The 1990s saw some experimentation with the comic-book movie. The Rocketeer (1991) was a pale imitation of the Superman approach, and while it’s watchable and vaguely amusing, it’s nothing extraordinary. Jim Carrey’s 1994 film The Mask—yes, it’s based on a comic book—took chances and paid off at the box office, but it’s hardly anything that can be considered dramatically or cinematically important. Ditto Men in Black (1997) and Mystery Men (1999), both of which sent up genre fiction and are still enduring favorites with fans, but aren’t anything you’d send your mom to see.
Then things started getting serious with 2001’s Ghost World, based on the graphic novel by Daniel Clowes. It’s one of the best stories of disaffected adolescence I’ve ever seen—and it’s about girls, to boot! Then came 2003’s American Splendor, a biopic of cult comic-book writer and professional malcontent Harvey Pekar based on his own underground comics about the mundanity of his life. Both films received Oscar nominations for Best Adapted Screenplay, and both won a slew of notices from film festivals and critics groups. But that’s not why they indicate a turn toward importance for the comic-book movie. It’s because the movies were finally noticing what comic books had been doing for years: moving beyond the standard caped-crime-fighter story to use the medium to explore other matters.
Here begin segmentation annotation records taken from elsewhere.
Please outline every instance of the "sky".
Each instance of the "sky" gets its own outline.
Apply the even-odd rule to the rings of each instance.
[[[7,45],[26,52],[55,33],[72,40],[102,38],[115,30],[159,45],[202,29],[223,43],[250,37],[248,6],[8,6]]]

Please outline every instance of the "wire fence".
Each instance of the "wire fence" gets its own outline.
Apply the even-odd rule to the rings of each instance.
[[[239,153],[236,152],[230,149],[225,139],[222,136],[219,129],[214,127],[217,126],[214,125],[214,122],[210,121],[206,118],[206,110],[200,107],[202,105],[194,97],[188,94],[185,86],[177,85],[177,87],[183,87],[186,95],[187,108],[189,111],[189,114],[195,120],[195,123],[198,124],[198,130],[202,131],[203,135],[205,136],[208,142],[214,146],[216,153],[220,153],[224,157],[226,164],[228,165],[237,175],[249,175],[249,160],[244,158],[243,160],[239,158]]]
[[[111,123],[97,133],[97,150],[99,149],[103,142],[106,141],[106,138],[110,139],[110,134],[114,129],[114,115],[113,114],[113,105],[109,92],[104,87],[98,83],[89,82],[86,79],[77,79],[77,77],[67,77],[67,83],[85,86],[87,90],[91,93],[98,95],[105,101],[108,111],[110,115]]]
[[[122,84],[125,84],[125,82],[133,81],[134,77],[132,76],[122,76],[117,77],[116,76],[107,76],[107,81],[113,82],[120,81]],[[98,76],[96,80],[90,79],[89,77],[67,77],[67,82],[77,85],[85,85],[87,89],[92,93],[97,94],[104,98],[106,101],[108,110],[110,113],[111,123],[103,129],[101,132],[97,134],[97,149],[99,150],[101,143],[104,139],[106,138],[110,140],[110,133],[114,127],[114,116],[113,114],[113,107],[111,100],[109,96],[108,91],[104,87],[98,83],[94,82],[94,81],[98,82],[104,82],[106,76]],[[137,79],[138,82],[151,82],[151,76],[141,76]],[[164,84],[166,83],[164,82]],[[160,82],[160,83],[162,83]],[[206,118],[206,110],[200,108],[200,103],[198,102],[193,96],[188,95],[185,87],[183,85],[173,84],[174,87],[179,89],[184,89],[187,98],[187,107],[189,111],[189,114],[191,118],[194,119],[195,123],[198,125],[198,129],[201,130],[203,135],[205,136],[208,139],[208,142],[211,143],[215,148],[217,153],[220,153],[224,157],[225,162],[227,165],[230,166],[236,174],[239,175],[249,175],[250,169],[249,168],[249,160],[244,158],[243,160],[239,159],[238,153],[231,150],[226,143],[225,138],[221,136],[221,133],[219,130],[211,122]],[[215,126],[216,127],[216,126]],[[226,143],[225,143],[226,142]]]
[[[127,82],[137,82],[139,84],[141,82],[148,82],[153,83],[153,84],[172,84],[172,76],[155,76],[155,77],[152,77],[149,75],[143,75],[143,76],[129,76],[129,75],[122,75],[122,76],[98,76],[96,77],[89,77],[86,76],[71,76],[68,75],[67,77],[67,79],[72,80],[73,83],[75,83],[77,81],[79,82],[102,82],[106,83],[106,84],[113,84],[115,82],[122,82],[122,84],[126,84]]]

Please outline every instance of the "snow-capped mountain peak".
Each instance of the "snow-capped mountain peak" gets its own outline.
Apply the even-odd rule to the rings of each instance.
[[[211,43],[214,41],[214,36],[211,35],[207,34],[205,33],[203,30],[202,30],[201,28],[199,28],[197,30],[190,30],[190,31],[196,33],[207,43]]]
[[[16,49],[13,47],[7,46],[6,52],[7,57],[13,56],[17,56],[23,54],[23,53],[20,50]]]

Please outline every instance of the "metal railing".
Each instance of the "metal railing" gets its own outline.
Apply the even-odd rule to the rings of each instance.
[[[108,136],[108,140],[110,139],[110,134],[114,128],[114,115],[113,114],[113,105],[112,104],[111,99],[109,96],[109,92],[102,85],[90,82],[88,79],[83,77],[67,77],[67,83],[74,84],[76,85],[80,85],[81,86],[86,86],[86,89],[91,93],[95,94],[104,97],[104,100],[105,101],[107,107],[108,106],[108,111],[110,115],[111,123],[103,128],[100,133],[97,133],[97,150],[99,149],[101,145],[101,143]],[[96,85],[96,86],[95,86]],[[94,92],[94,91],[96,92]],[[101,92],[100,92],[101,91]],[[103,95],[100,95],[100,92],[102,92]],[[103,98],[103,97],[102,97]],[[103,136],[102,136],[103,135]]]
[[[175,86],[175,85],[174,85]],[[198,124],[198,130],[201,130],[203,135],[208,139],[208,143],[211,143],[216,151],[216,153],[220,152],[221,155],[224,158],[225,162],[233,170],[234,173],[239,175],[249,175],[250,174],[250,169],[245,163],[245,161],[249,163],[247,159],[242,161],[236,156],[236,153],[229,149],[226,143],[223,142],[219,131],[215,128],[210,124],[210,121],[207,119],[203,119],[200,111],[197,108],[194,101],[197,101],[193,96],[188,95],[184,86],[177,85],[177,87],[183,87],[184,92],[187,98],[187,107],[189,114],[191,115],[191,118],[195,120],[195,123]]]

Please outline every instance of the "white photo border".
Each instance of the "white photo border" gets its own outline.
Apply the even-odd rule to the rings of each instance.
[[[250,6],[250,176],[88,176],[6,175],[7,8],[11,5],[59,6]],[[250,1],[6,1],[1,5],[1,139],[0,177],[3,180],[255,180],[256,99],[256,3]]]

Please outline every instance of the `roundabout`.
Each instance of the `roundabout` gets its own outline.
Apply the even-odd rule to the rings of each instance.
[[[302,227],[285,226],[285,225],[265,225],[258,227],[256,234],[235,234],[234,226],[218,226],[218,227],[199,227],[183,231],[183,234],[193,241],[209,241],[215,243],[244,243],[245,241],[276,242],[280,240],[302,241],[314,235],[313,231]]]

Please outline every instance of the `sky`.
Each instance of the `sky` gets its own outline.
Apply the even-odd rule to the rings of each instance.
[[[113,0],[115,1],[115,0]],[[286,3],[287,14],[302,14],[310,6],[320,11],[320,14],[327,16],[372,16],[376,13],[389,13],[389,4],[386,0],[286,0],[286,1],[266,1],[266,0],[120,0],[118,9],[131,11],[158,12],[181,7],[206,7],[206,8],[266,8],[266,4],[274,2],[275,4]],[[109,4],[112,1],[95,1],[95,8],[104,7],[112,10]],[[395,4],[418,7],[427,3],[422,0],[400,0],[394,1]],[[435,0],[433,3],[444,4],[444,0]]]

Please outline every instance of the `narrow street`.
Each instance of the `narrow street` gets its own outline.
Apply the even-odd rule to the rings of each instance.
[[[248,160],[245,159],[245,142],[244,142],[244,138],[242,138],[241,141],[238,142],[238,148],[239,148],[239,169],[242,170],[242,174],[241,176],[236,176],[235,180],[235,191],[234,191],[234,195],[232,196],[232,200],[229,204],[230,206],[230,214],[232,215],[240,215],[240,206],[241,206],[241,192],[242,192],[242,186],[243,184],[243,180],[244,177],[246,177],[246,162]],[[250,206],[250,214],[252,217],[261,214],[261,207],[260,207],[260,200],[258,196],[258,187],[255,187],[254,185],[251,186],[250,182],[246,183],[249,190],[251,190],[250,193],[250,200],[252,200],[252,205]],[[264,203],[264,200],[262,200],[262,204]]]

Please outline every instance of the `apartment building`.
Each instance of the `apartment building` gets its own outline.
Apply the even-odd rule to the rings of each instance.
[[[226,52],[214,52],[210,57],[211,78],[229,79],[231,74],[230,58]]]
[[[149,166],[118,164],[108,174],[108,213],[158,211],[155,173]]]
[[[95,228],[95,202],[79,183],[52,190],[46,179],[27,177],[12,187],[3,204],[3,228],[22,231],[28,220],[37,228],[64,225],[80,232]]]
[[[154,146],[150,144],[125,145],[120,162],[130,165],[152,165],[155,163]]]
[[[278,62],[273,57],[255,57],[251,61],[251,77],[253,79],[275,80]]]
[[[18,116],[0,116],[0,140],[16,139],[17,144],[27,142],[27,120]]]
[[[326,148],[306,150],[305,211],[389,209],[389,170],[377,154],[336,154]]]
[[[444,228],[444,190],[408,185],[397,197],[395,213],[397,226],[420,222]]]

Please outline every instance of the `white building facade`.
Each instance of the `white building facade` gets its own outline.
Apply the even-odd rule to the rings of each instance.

Comics also started to question the presumed morality of crime and punishment that earlier stories in the genre had taken for granted. Road to Perdition (2002)—based on the graphic novel by Max Allan Collins and Richard Piers Rayner—received multiple Oscar nominations for its tale of a Depression-era mob hitman and his collision with the upside-down morality of his chosen profession. The thematically similar A History of Violence (2005)—from John Wagner and Vince Locke’s graphic novel about a former mob hitman trying to escape his past—received an Oscar nomination for Adapted Screenplay and lots of love from critics’ groups for its performances, including Viggo Mortensen’s lead and the supporting work of Maria Bello and William Hurt (the latter of whom was also nominated for an Oscar, perhaps presaging Ledger’s nomination and win).
Not every comic-book movie of the 2000s has deviated so radically from the expected. Ang Lee’s 2003 Hulk was more arthouse than action, but it still told a standard superhero story. The League of Extraordinary Gentlemen, from that same year, couldn’t even manage to tell a standard tale with any coherence. But films like those are being forgetten in the wake of stunning work such as 2005’s Sin City and 2006’s V for Vendetta and 300, which draw on the vivid and striking imagery of still drawings to imbue cinema with a unique visual freshness, and draw on the cultural revisionism of the stereotypes and archetypes graphic novels today upend for unexpected depth. And with the vitality and the creative wealth of medium, we surely have many years and many movies to go before Hollywood taps out the comic book.